The Fields of Athenry was another song by request. We really like the song and its sentiment, so here it is.

The Devil in Miss Jones came about because we liked it, dark as it is, and it was a viable alternative to an iconic Country and Western song we have considered Angus-izing for years. Thank you to Mike Ness for writing it and saving us from what we were about to do.

We want to thank Jonathan Sabar, a good friend, and Steel Eye Span, who we’ve never met, for Isabel and the Elf Knight. We thought it was a great story and the more we researched it, the more we thought it a story worth re-telling. It also gave Matthew the opportunity to play Saxophone. Altogether, it is a win/win scenario from our point of view.
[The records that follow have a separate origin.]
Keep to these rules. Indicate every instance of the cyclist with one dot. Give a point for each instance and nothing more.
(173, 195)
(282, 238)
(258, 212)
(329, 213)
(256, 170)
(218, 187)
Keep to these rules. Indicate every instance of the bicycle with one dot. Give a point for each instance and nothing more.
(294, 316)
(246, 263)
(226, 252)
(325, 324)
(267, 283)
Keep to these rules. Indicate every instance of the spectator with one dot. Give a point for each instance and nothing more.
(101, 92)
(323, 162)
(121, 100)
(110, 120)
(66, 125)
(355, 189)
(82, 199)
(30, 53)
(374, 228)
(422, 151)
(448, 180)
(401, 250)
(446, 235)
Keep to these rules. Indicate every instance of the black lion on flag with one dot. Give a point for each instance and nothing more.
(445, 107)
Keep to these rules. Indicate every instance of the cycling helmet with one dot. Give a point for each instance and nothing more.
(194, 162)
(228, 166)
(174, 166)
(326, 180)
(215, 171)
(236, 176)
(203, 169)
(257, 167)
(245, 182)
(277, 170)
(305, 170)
A Hard Rain’s A-Gonna Fall reconfirms our belief that Bob Dylan’s music is always apropos in the modern world. Bob gives credit to Celtic music for influencing his early writing because it “is so full of revolution”. It also gives me the chance to sing a meaningful song with my son.
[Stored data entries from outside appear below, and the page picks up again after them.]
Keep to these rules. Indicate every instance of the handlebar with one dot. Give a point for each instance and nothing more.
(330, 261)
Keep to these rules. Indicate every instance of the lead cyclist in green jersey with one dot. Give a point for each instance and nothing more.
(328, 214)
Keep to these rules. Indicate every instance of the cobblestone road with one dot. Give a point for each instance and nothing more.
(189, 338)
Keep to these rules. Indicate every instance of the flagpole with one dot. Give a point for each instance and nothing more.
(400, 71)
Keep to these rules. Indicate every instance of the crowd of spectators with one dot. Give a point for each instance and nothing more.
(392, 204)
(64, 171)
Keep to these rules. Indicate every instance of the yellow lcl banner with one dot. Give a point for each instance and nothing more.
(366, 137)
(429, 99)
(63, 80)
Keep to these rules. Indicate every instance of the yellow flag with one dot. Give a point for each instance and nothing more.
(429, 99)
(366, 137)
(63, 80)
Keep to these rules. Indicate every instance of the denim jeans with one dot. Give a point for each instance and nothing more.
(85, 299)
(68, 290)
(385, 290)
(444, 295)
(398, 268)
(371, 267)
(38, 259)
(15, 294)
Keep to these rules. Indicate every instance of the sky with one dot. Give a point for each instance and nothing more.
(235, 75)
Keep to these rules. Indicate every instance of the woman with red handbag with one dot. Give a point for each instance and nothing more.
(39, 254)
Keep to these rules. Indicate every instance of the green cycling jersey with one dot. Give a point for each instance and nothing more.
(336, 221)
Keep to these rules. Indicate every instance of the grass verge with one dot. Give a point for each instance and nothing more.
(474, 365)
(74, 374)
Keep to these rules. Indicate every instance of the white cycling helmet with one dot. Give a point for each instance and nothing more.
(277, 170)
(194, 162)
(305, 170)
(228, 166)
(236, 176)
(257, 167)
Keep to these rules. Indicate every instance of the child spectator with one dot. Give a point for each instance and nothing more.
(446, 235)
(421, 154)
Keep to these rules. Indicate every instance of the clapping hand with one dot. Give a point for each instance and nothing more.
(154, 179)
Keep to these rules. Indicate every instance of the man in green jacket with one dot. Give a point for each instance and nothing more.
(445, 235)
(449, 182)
Debt to the Devil—I think we all have one (at least) and need to acknowledge and expunge it. If redemption can be found through actions, I tried to express it in this song.

Killicrankie was too tempting to not do. Robert Burns and an un-named predecessor who is alleged to have an older version of it and said what they said too well to try to modernize, and try we did, but to no avail, so it as true to the original verbiage as the translation we used allows. We hope Robert and his predecessor would be happy with our version of it.

I got an email from a friend of mine named Marty Richardson with lines of prose he had written based on his emotional take of “Paladin” and “Broadsword” from our second album. He had a very strong visual image he felt compelled to share with me and wanted to know if I thought a song could be made from his words and images. Putting “Waltzing Alone” together turned out to be much more difficult than I had imagined. Marty should have been credited as a co-writer, as his images and words created the catharsis for its content. The fact he is not credited on the CD is my fault for hurried proof reading. This is my apology to him and acknowledgement of his importance in the creation of this song. When we sell enough of this CD to reprint it, all will be made right. The copyright shows his name and gives him his just due.

Matthew and I both had friends who were nick-named “The Captain”. Both of them met untimely ends. Matthew wrote this song, with a small contribution I asked to add, and which he was gracious enough to accept, probably because my friend “The Captain” was also a friend of his. The Captains lived life with gusto, and we wanted our acknowledgement of them to reflect that, so here’s to ye, Captains.

It’s a Long Way to the Top is another one we were sort of asked/expected to do, but is also a truth within itself and a reminder to us that nothing worth doing is easy.

Going Home—We all will someday, and this tune seemed the most fitting way to say farewell to ships that sail away into the night.